Segundo o porta-voz do SENAMI, a modernização vai custar cerca de 600 mil euros e faz parte do plano de reconstrução da província de Cabo Delgado, após a destruição provocada pela insurgência armada. De um total de nove postos de travessia que a província de Cabo Delgado tem com a Tanzânia, apenas quatro estão em funcionamento. Os outros cinco foram encerrados por causa das restrições à circulação criadas para conter a propagação da Covid-19, nos últimos dois anos, mantendo-se assim devido aos ataques de rebeldes. Em vez dos agentes de migração, nesses postos encerrados estão Forças de Defesa e Segurança (FDS), mas "o Senami está atento ao regresso da população e, por isso, poderá reabri-los”, se se justificar, concluiu.

A província de Cabo Delgado é rica em gás natural, mas aterrorizada desde 2017 por rebeldes armados, sendo alguns ataques reclamados pelo grupo extremista Estado Islâmico.

Há 784 mil deslocados internos devido ao conflito, de acordo com a Organização Internacional das Migrações (OIM), e cerca de 4.000 mortes, segundo o projecto de registo de conflitos ACLED. Desde Julho de 2021, uma ofensiva das tropas governamentais com o apoio do Rwanda a que se juntou depois a Comunidade de Desenvolvimento da África Austral (SADC) permitiu recuperar zonas onde havia presença de rebeldes, mas a fuga destes tem provocado novos ataques noutros distritos usados como passagem ou refúgio temporário.

Entretanto, a Polícia moçambicana anunciou, quarta-feira, a detenção de quatro homens e uma mulher, todos estrangeiros, numa residência da cidade da Beira por suspeitas de recrutarem membros para tráfico de drogas que financia terroristas no país, anunciou uma fonte da corporação, citada pela Lusa.

Na operação foram apreendidos passaportes e outros documentos de identidade do Quénia e Somália, mas que aparentam ser falsos, disse Alfeu Sitoe, porta-voz do Serviço Nacional de Investigação Criminal (Sernic). A acção foi movida com base na informação de que o "grupo de nacionalidade estrangeira se dedicava à prática de vários crimes", tais como tráfico de drogas, imigração ilegal e tráfico de pessoas”, acrescentou.

Segundo o porta-voz, um dos membros "tem recrutado cidadãos de nacionalidade queniana para integrá-los na insurgência em Cabo Delgado”, a mais de mil quilómetros de distância

Os investigadores admitem a cumplicidade de funcionários dos serviços migratórios na entrada ilegal de estrangeiros, acrescentou. 


Falta dinheiro para as eleições

Moçambique precisa de cerca de 275 milhões de euros para cobrir o próximo ciclo eleitoral, informou à Lusa o presidente da Comissão Nacional de Eleições (CNE), Carlos Matsinhe.

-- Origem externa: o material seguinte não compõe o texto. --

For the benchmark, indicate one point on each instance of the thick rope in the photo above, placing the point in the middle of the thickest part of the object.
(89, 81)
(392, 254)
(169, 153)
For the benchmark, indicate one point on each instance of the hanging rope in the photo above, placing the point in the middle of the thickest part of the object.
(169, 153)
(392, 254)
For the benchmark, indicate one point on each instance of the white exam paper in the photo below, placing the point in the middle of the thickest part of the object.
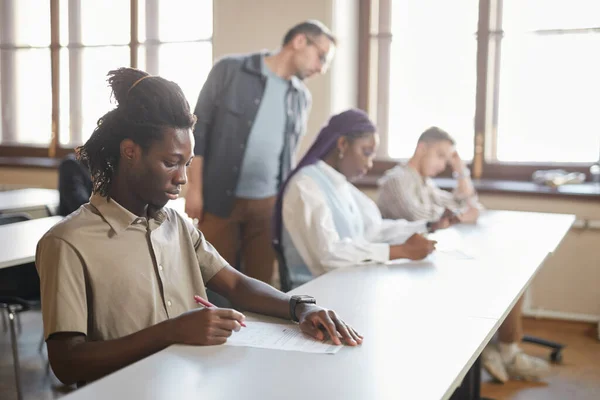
(266, 335)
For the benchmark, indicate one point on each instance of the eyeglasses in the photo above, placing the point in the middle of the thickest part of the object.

"Do total”, prosseguiu o presidente da CNE, 47 milhões de euros serão destinados ao exercício económico de 2022, 100 milhões de euros para as actividades em 2023, ano em que o país realiza as eleições autárquicas, e 129 milhões de euros para as gerais de 2024, que deveriam incluir pela primeira vez as eleições distritais, apesar das incertezas sobre a sua viabilidade suscitadas recentemente pelo Chefe de Estado, Filipe Nyusi. Apesar de admitir a existência de um défice orçamental provocado por atrasos no desembolso de fundos de parceiros devido ao impacto da Covid-19, Carlos Matsinhe garantiu que a CNE vai envidar esforços para cumprir o calendário eleitoral.

"Contamos com a colaboração e participação de todos os interessados no processo eleitoral e em todas as fases desde agora até à proclamação dos resultados”, concluiu Carlos Matsinhe.